3. Use the MASA CLI:

   ```bash
   masa-ai-cli <action> [arguments]
   ```

   Available actions:
   - `process [path_to_requests_json]`: Process all requests (both resumed and new)
   - `--docs [page_name]`: Rebuild and view the documentation for the specified page
   - `--data`: List the scraped data files

   For example:

   ```bash
   masa-ai-cli process /path/to/request_list.json
   masa-ai-cli --docs usage
   masa-ai-cli --data
   ```

4. Accessing Scraped Data:

   The data that is scraped is saved within the package directory under the `data` folder. To list all scraped data files, use the following command:

   ```bash
   masa-ai-cli --data
   ```

   This will display the structure of the `data` folder and list all the files contained within it.

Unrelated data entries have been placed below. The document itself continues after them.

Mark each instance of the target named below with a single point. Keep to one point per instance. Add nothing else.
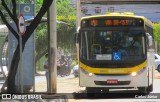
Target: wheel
(90, 92)
(158, 68)
(150, 88)
(142, 90)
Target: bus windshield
(112, 45)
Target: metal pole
(78, 10)
(20, 63)
(34, 70)
(53, 49)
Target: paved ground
(65, 85)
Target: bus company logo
(6, 96)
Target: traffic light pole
(52, 48)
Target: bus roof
(117, 14)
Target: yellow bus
(115, 50)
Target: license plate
(112, 81)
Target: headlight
(138, 72)
(133, 74)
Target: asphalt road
(70, 84)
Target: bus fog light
(133, 73)
(90, 74)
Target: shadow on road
(109, 95)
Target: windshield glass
(112, 45)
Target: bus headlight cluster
(138, 72)
(86, 72)
(133, 74)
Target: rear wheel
(142, 90)
(90, 92)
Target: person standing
(46, 67)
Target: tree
(66, 13)
(157, 36)
(10, 81)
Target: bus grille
(105, 83)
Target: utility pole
(52, 38)
(78, 14)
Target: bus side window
(96, 49)
(150, 42)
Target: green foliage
(157, 31)
(65, 13)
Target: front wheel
(142, 90)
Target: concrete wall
(27, 60)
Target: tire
(158, 68)
(150, 88)
(90, 92)
(142, 90)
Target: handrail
(1, 53)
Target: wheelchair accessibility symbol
(116, 55)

5. Recommendations for Accessing and Using Scraped Data:

   - **Command Line**: You can navigate to the `data` folder using the command line to view and manipulate the files directly. Here is a step-by-step example:

   > **IMPORTANT:** The `data` folder is not included in the package. It is only created when you run the `masa-ai-cli process [path_to_requests_json]` command.

     ```bash
     # Find the installation path of the masa package
     PACKAGE_PATH=$(pip show masa-ai | grep Location | awk '{print $2"/masa_ai"}')
     echo "Masa package path: $PACKAGE_PATH"
     ```

     You can use this path to access data for further process, analysis, and utilization with agents.

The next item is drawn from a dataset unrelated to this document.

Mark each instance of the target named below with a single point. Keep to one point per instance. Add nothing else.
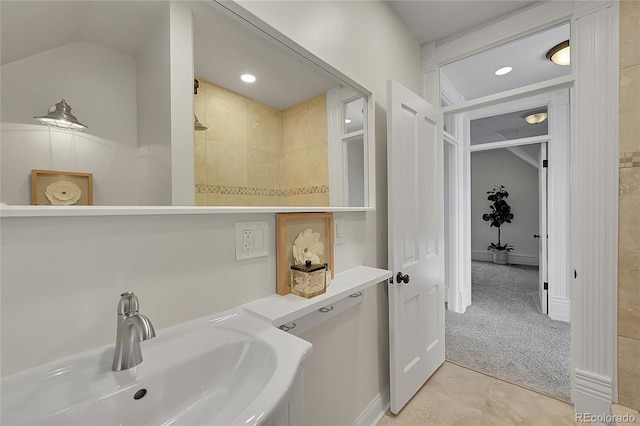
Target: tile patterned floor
(455, 395)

6. For detailed usage instructions, please refer to the [Usage Guide](usage.rst).

## Configuration

The project uses YAML files for configuration:

- `configs/settings.yaml`: Main configuration file containing settings for Twitter API, request management, and logging.
- `configs/.secrets.yaml`: (Optional) File for storing sensitive information like API keys. Not currently in use.

The `settings.yaml` file is loaded using Dynaconf, which allows for easy environment-based configuration management.

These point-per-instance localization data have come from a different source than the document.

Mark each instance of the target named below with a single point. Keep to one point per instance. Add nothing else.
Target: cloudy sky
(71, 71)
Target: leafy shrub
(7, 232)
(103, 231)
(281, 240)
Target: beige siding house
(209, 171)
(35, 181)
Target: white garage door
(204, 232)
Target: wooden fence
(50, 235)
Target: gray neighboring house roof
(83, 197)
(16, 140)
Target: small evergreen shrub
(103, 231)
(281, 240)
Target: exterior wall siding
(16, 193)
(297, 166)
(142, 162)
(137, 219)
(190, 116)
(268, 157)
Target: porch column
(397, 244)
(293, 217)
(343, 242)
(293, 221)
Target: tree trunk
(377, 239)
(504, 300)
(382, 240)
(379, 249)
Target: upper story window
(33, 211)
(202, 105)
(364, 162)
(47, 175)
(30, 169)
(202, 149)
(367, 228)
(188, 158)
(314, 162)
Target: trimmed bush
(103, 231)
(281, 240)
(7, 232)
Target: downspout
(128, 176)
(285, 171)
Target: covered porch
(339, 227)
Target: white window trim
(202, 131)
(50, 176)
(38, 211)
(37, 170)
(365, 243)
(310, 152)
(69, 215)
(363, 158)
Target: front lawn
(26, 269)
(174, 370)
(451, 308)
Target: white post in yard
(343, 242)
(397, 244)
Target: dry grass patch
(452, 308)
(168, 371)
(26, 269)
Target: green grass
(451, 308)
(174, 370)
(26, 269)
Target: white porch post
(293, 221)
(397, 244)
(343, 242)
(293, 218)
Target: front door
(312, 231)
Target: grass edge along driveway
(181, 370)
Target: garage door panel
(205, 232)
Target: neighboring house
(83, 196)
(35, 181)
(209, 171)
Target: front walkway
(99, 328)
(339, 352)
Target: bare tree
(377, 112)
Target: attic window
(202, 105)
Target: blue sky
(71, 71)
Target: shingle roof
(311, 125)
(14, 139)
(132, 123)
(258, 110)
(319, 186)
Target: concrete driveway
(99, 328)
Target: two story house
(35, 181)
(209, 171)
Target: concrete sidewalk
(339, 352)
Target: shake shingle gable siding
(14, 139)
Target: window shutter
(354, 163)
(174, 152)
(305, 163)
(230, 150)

## Advanced Twitter Search

The Masa Protocol Node API provides advanced search capabilities for retrieving Twitter data. Some of the available search options include:

- Hashtag Search: `#hashtag`
- Mention Search: `@username`
- From User Search: `from:username`
- Keyword Exclusion: `-keyword`
- OR Operator: `term1 OR term2`
- Geo-location Based Search: `geocode:latitude,longitude,radius`
- Language-Specific Search: `lang:language_code`

For more details, refer to the [Masa Protocol Twitter Docs](xtwitter_advanced.rst).

## Project Structure

- `masa_ai/`: Main package directory
  - `configs/`: Configuration files
  - `connections/`: API connection handlers
  - `tools/`: Core functionality modules
    - `qc/`: Quality control tools
    - `retrieve/`: Data retrieval tools
    - `utils/`: Utility functions
  - `orchestration/`: Request management and processing

## Dependencies

Key dependencies include:

- Data processing: numpy, pandas
- API interaction: requests
- Configuration: dynaconf
- Quality control: colorlog
- Natural Language Processing: langchain, openai
- Data visualization: matplotlib, streamlit

For a full list of dependencies, refer to `pyproject.toml`.

## Contributing

We welcome contributions! Please see our [Contributing Guidelines](CONTRIBUTING.md) for more information on how to get started, including documentation best practices.

## Documentation

The MASA project uses Sphinx to generate its documentation. The documentation is automatically rebuilt and viewed when using the `--docs` option with the `masa-ai-cli` command.

To view the documentation:

```bash
masa-ai-cli --docs [page_name]
```

This command will rebuild and view the documentation for the specified page. Note that the page name is optional. If no page name is provided, the documentation for the entire project will be displayed.

## License

This project is licensed under the MIT License. See the [LICENSE](../../LICENSE) file for details.